University of Jiroft (دانشگاه جيرفت, Danushgah-e Jireft) is a public, coeducational research university in Jiroft, Iran. It is 8 km from the city center and occupies nearly  of prime land.

The University of Jiroft was established more than 30 years ago. This university launched its educational and research activities in 1988 as a college of Shahid Bahonar University, upon receiving the principled agreement of the Council for the Development of Higher Education.

The university has completed its development processes in the past years with the promotion from a faculty, complex, and ultimately university rank.

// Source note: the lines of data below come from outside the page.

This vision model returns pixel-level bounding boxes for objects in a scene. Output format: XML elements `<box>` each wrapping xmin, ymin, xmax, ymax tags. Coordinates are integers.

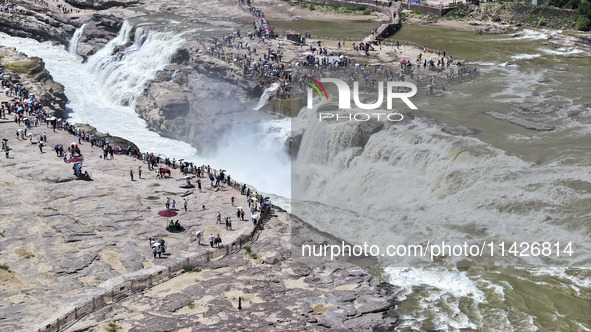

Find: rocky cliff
<box><xmin>134</xmin><ymin>48</ymin><xmax>271</xmax><ymax>151</ymax></box>
<box><xmin>0</xmin><ymin>46</ymin><xmax>67</xmax><ymax>117</ymax></box>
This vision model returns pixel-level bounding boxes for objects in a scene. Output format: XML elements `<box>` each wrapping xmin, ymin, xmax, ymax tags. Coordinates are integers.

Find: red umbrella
<box><xmin>67</xmin><ymin>157</ymin><xmax>84</xmax><ymax>163</ymax></box>
<box><xmin>400</xmin><ymin>60</ymin><xmax>409</xmax><ymax>64</ymax></box>
<box><xmin>158</xmin><ymin>210</ymin><xmax>178</xmax><ymax>218</ymax></box>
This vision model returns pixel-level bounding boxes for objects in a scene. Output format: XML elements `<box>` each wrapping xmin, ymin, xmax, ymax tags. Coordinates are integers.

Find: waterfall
<box><xmin>254</xmin><ymin>82</ymin><xmax>280</xmax><ymax>110</ymax></box>
<box><xmin>68</xmin><ymin>24</ymin><xmax>86</xmax><ymax>55</ymax></box>
<box><xmin>85</xmin><ymin>21</ymin><xmax>186</xmax><ymax>107</ymax></box>
<box><xmin>292</xmin><ymin>108</ymin><xmax>591</xmax><ymax>266</ymax></box>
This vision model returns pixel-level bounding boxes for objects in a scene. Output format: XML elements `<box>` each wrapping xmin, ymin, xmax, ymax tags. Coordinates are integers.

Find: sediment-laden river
<box><xmin>2</xmin><ymin>17</ymin><xmax>590</xmax><ymax>331</ymax></box>
<box><xmin>290</xmin><ymin>23</ymin><xmax>591</xmax><ymax>331</ymax></box>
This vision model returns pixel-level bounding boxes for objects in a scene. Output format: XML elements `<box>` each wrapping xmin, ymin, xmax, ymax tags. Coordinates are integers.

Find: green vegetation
<box><xmin>576</xmin><ymin>0</ymin><xmax>591</xmax><ymax>29</ymax></box>
<box><xmin>548</xmin><ymin>0</ymin><xmax>582</xmax><ymax>10</ymax></box>
<box><xmin>0</xmin><ymin>264</ymin><xmax>11</xmax><ymax>273</ymax></box>
<box><xmin>244</xmin><ymin>246</ymin><xmax>258</xmax><ymax>259</ymax></box>
<box><xmin>444</xmin><ymin>3</ymin><xmax>471</xmax><ymax>19</ymax></box>
<box><xmin>299</xmin><ymin>1</ymin><xmax>376</xmax><ymax>15</ymax></box>
<box><xmin>182</xmin><ymin>264</ymin><xmax>201</xmax><ymax>273</ymax></box>
<box><xmin>538</xmin><ymin>16</ymin><xmax>546</xmax><ymax>25</ymax></box>
<box><xmin>106</xmin><ymin>322</ymin><xmax>119</xmax><ymax>332</ymax></box>
<box><xmin>2</xmin><ymin>57</ymin><xmax>40</xmax><ymax>74</ymax></box>
<box><xmin>186</xmin><ymin>300</ymin><xmax>195</xmax><ymax>309</ymax></box>
<box><xmin>547</xmin><ymin>0</ymin><xmax>591</xmax><ymax>30</ymax></box>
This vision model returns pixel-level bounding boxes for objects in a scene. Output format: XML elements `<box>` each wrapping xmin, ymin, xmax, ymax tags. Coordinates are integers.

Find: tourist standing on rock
<box><xmin>196</xmin><ymin>231</ymin><xmax>202</xmax><ymax>246</ymax></box>
<box><xmin>231</xmin><ymin>196</ymin><xmax>235</xmax><ymax>207</ymax></box>
<box><xmin>38</xmin><ymin>141</ymin><xmax>43</xmax><ymax>153</ymax></box>
<box><xmin>156</xmin><ymin>243</ymin><xmax>162</xmax><ymax>258</ymax></box>
<box><xmin>216</xmin><ymin>212</ymin><xmax>221</xmax><ymax>224</ymax></box>
<box><xmin>183</xmin><ymin>199</ymin><xmax>188</xmax><ymax>212</ymax></box>
<box><xmin>166</xmin><ymin>197</ymin><xmax>170</xmax><ymax>209</ymax></box>
<box><xmin>138</xmin><ymin>166</ymin><xmax>142</xmax><ymax>179</ymax></box>
<box><xmin>172</xmin><ymin>199</ymin><xmax>176</xmax><ymax>210</ymax></box>
<box><xmin>197</xmin><ymin>179</ymin><xmax>202</xmax><ymax>192</ymax></box>
<box><xmin>130</xmin><ymin>169</ymin><xmax>134</xmax><ymax>181</ymax></box>
<box><xmin>209</xmin><ymin>234</ymin><xmax>214</xmax><ymax>248</ymax></box>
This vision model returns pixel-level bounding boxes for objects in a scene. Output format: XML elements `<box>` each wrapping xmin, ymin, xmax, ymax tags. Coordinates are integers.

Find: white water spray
<box><xmin>254</xmin><ymin>82</ymin><xmax>280</xmax><ymax>110</ymax></box>
<box><xmin>68</xmin><ymin>24</ymin><xmax>86</xmax><ymax>55</ymax></box>
<box><xmin>86</xmin><ymin>21</ymin><xmax>186</xmax><ymax>107</ymax></box>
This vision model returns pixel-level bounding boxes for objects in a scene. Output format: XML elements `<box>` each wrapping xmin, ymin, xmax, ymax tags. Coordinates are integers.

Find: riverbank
<box><xmin>0</xmin><ymin>50</ymin><xmax>399</xmax><ymax>331</ymax></box>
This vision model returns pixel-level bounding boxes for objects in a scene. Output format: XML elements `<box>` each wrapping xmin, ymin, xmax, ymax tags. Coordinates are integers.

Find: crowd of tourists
<box><xmin>2</xmin><ymin>61</ymin><xmax>272</xmax><ymax>263</ymax></box>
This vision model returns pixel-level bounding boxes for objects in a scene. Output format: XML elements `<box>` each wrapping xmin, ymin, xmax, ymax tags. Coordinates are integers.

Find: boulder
<box><xmin>441</xmin><ymin>125</ymin><xmax>477</xmax><ymax>136</ymax></box>
<box><xmin>485</xmin><ymin>111</ymin><xmax>555</xmax><ymax>131</ymax></box>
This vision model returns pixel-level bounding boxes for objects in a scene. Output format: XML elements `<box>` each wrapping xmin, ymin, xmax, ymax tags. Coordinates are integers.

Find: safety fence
<box><xmin>37</xmin><ymin>203</ymin><xmax>272</xmax><ymax>332</ymax></box>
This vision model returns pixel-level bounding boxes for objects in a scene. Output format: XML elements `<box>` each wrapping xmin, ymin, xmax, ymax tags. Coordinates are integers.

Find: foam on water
<box><xmin>510</xmin><ymin>28</ymin><xmax>557</xmax><ymax>41</ymax></box>
<box><xmin>385</xmin><ymin>267</ymin><xmax>486</xmax><ymax>301</ymax></box>
<box><xmin>538</xmin><ymin>47</ymin><xmax>586</xmax><ymax>56</ymax></box>
<box><xmin>510</xmin><ymin>53</ymin><xmax>542</xmax><ymax>61</ymax></box>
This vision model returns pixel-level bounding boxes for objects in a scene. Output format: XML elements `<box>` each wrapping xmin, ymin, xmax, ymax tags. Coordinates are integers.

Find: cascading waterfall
<box><xmin>86</xmin><ymin>21</ymin><xmax>187</xmax><ymax>107</ymax></box>
<box><xmin>294</xmin><ymin>115</ymin><xmax>591</xmax><ymax>263</ymax></box>
<box><xmin>292</xmin><ymin>105</ymin><xmax>591</xmax><ymax>329</ymax></box>
<box><xmin>254</xmin><ymin>82</ymin><xmax>280</xmax><ymax>110</ymax></box>
<box><xmin>0</xmin><ymin>23</ymin><xmax>292</xmax><ymax>199</ymax></box>
<box><xmin>68</xmin><ymin>24</ymin><xmax>86</xmax><ymax>55</ymax></box>
<box><xmin>4</xmin><ymin>18</ymin><xmax>591</xmax><ymax>331</ymax></box>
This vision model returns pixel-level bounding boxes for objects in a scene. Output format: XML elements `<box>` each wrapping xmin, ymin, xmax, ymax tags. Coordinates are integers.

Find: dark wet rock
<box><xmin>548</xmin><ymin>33</ymin><xmax>591</xmax><ymax>50</ymax></box>
<box><xmin>171</xmin><ymin>48</ymin><xmax>191</xmax><ymax>65</ymax></box>
<box><xmin>65</xmin><ymin>0</ymin><xmax>140</xmax><ymax>10</ymax></box>
<box><xmin>354</xmin><ymin>120</ymin><xmax>384</xmax><ymax>148</ymax></box>
<box><xmin>288</xmin><ymin>132</ymin><xmax>303</xmax><ymax>158</ymax></box>
<box><xmin>0</xmin><ymin>10</ymin><xmax>76</xmax><ymax>46</ymax></box>
<box><xmin>538</xmin><ymin>77</ymin><xmax>553</xmax><ymax>83</ymax></box>
<box><xmin>567</xmin><ymin>110</ymin><xmax>582</xmax><ymax>117</ymax></box>
<box><xmin>485</xmin><ymin>111</ymin><xmax>555</xmax><ymax>131</ymax></box>
<box><xmin>511</xmin><ymin>103</ymin><xmax>558</xmax><ymax>114</ymax></box>
<box><xmin>441</xmin><ymin>125</ymin><xmax>477</xmax><ymax>136</ymax></box>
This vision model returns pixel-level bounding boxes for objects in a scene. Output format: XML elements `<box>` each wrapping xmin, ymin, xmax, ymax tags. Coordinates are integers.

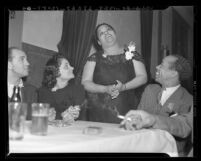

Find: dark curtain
<box><xmin>140</xmin><ymin>10</ymin><xmax>153</xmax><ymax>83</ymax></box>
<box><xmin>172</xmin><ymin>8</ymin><xmax>193</xmax><ymax>94</ymax></box>
<box><xmin>57</xmin><ymin>11</ymin><xmax>98</xmax><ymax>84</ymax></box>
<box><xmin>135</xmin><ymin>10</ymin><xmax>153</xmax><ymax>100</ymax></box>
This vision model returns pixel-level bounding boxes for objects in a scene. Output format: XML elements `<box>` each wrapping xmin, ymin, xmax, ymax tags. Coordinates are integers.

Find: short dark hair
<box><xmin>42</xmin><ymin>54</ymin><xmax>66</xmax><ymax>89</ymax></box>
<box><xmin>171</xmin><ymin>55</ymin><xmax>192</xmax><ymax>81</ymax></box>
<box><xmin>93</xmin><ymin>23</ymin><xmax>116</xmax><ymax>51</ymax></box>
<box><xmin>8</xmin><ymin>47</ymin><xmax>22</xmax><ymax>61</ymax></box>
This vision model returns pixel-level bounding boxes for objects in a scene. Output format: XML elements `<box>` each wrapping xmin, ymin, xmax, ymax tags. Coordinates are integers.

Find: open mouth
<box><xmin>105</xmin><ymin>35</ymin><xmax>113</xmax><ymax>41</ymax></box>
<box><xmin>106</xmin><ymin>34</ymin><xmax>112</xmax><ymax>38</ymax></box>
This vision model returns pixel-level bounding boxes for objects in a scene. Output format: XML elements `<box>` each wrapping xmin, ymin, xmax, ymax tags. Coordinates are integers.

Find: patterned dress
<box><xmin>86</xmin><ymin>50</ymin><xmax>144</xmax><ymax>123</ymax></box>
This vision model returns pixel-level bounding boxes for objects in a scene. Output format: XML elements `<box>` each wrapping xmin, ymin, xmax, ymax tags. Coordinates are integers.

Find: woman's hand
<box><xmin>105</xmin><ymin>85</ymin><xmax>119</xmax><ymax>99</ymax></box>
<box><xmin>48</xmin><ymin>107</ymin><xmax>56</xmax><ymax>121</ymax></box>
<box><xmin>61</xmin><ymin>111</ymin><xmax>75</xmax><ymax>123</ymax></box>
<box><xmin>110</xmin><ymin>90</ymin><xmax>119</xmax><ymax>99</ymax></box>
<box><xmin>115</xmin><ymin>80</ymin><xmax>126</xmax><ymax>92</ymax></box>
<box><xmin>61</xmin><ymin>105</ymin><xmax>80</xmax><ymax>122</ymax></box>
<box><xmin>68</xmin><ymin>105</ymin><xmax>80</xmax><ymax>119</ymax></box>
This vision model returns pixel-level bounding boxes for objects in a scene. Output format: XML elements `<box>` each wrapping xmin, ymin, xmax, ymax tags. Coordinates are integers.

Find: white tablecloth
<box><xmin>9</xmin><ymin>121</ymin><xmax>178</xmax><ymax>157</ymax></box>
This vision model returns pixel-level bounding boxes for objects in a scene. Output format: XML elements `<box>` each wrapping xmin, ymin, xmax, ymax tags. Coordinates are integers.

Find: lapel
<box><xmin>157</xmin><ymin>87</ymin><xmax>165</xmax><ymax>105</ymax></box>
<box><xmin>163</xmin><ymin>86</ymin><xmax>182</xmax><ymax>106</ymax></box>
<box><xmin>161</xmin><ymin>86</ymin><xmax>183</xmax><ymax>114</ymax></box>
<box><xmin>153</xmin><ymin>86</ymin><xmax>163</xmax><ymax>114</ymax></box>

In 2009, this was a new chapter for the scientific and educational developments in the south of Kerman province when the Jiroft Agriculture College turned to the University of Jiroft.

Some unique characteristics of the region, such as having a rich 5,000 year old civilization, diverse climatic and geographical areas, and locating in one of the main agricultural and mineral productive areas in the country have provided the University of Jiroft an opportunity to be as a hub of developing knowledge and technology in the south east of Iran.

Having five faculties and 36 disciplines with 3500 undergraduate and graduate students, the University of Jiroft has managed to establish the educational and research infrastructure, and largely contributed to training of the elite alumnus and developing science and technology in the country.

The presence of 105 full-time faculty members has not only fostered the quality of education, but also played an enormous role in creating a dynamic research environment for science and technology.

A high fraction of graduated students of the university are selected for the top ranked universities in the country. This indicates the high quality of the education in this university.

One of the research themes of the university as an educational comprehensive center has always been sustainable development in the south of Kerman Province. 
In the national and regional levels, the University of Jiroft has signed different cooperation agreements with other top universities, research centers, and governmental organizations. All of these agreements have been along with the national and regional research needs and priorities.

In the international level, the university has also provided an appropriate platform to have collaborations and cooperation with top class universities in the world such as:  the University of Milan and University of Padova in Italy, Harvard University and the University of Pennsylvania in the US, Deccan College and Rai University in India, the University of Warsaw in Poland, Madrid University in Spain, University of Tübingen in Germany, as well as Ghent in Belgium.

The University of Jiroft in a ten-year horizon will be an entrepreneurial and skilled-oriented university among the top universities in the region and play a leading role in the sustainable development of southern Kerman Province and the region.